While this animosity between restaurants and food trucks may have been the case a few years ago, this is not the 2017 environment. In fact, there are many restaurant owners that now want to relax regulations for food trucks. Here are three reasons why this has changed.
Top Three Reasons Restaurant Owners No Longer Want Restrictive Food Trucks Laws
When gourmet food trucks first broke onto the scene during the Great Recession around 2007 – 2008 these businesses we’re often started by bootstrapping entrepreneurs. These new mobile food units often shook the existing restaurant industry that feared loss of business and unfair competition from businesses that had less overhead, no fixed location, and didn’t need to operate under the same rules.
A lot has changed since the great recession though. Jobs have returned and the stock market is at all-time highs. Also, many of the restaurants that were once fearful of food trucks, have begun to embrace these vehicles for there own benefits.

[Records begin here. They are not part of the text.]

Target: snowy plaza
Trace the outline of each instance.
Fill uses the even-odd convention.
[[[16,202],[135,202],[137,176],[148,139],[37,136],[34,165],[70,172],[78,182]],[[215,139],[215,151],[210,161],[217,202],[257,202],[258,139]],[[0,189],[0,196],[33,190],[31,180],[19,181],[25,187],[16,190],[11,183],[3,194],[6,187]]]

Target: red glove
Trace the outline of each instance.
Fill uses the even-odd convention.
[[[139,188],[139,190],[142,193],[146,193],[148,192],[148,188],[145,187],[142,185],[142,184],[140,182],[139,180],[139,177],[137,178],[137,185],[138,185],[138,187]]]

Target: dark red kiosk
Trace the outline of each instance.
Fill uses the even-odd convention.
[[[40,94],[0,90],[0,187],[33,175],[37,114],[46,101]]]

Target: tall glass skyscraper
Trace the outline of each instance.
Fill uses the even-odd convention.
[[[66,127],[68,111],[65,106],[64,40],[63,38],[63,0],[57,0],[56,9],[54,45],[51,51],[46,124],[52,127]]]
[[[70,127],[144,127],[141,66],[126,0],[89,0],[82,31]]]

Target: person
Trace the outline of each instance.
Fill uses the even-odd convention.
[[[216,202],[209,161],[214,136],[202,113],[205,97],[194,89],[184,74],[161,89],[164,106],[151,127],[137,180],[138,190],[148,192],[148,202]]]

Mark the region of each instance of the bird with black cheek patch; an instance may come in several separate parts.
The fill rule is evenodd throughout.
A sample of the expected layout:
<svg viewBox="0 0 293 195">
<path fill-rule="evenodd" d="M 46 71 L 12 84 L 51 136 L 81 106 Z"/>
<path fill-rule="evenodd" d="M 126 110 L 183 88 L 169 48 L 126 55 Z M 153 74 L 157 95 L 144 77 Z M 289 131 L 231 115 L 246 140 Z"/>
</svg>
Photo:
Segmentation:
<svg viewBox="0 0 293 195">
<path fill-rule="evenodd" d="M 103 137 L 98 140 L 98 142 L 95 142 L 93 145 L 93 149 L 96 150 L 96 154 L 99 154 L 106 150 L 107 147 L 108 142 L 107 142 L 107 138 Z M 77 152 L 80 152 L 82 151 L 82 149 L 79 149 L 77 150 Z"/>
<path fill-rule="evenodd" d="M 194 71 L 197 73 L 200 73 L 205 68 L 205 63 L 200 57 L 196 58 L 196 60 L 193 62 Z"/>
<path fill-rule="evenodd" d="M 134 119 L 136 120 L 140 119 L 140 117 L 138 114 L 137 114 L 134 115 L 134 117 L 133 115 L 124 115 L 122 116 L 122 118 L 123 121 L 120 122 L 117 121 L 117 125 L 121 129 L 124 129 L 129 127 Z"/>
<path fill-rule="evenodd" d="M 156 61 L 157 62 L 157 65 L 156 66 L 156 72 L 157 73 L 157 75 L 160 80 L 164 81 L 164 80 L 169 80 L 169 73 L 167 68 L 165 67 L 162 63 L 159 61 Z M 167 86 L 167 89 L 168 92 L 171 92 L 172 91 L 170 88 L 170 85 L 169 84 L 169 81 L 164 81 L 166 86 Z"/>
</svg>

Reason Number #1: Restaurants Getting Food Trucks
Restaurant owners have joined the party and started to invest in their own food trucks over the past couple of years. This allows restaurants to take advantage of all the benefits and vending opportunities of a mobile food unit, while maintaining the benefits of a fixed location.
One of the customer we had the privilege building a truck for at M&R Specialty Trailers and Trucks, is the burger and shake joint MShack. MShack paid about $60,000 for their food trailer within the first 12 months operating the trailer had done over $300,000 in sales. That’s over a 4 to 1 return in year one.
From an investment perspective, if you already own a restaurant brand with multiple locations, you’ve already put well north of $1 million dollars in capital into your business. Adding a food truck for less than a $100,000 is a no brainer, low risk investment.
Benefit #2: Food Truck owners are Starting Restaurants
Cross pollination between these two groups of business owners have continued with more mobile food vendors are starting restaurants. After starting a successful food concept and proving the business, the next logical step has been to build a permanent location. There are too many examples of businesses making this transition to mention here, but here are a few examples of restaurants that started as food trucks: The Peached Tortilla, Curry Up Now, and Korilla BBQ.
As more food trucks become restaurants, there is increased understanding within the community when this happens.
Benefit #3: More Revenue for Restaurants
There are many advantages for restaurant owners that we won’t fully examine in this post. But some of the advantages are promotional. A food truck is a essentially driving billboard for your restaurant that can be taken to major events in your city to introduce new customers to your food.
They can be used to book more lucrative catering events for weddings or corporate lunches. Some restaurants make as much as half of their annual revenue from catering events so the additional revenue boost from a mobile food truck can help the bottom line in a significant way.
As a result of each of these factors listed above there’s also more of an understanding between this group of people that has developed over the years. Part of this has been achieved through greater awareness of what a food truck is, but also working together in the same ecosystem for a number of years. Over the next half decade, we expect more cross pollination between these two types of business owners and a push for more relaxed food truck laws among restaurateurs.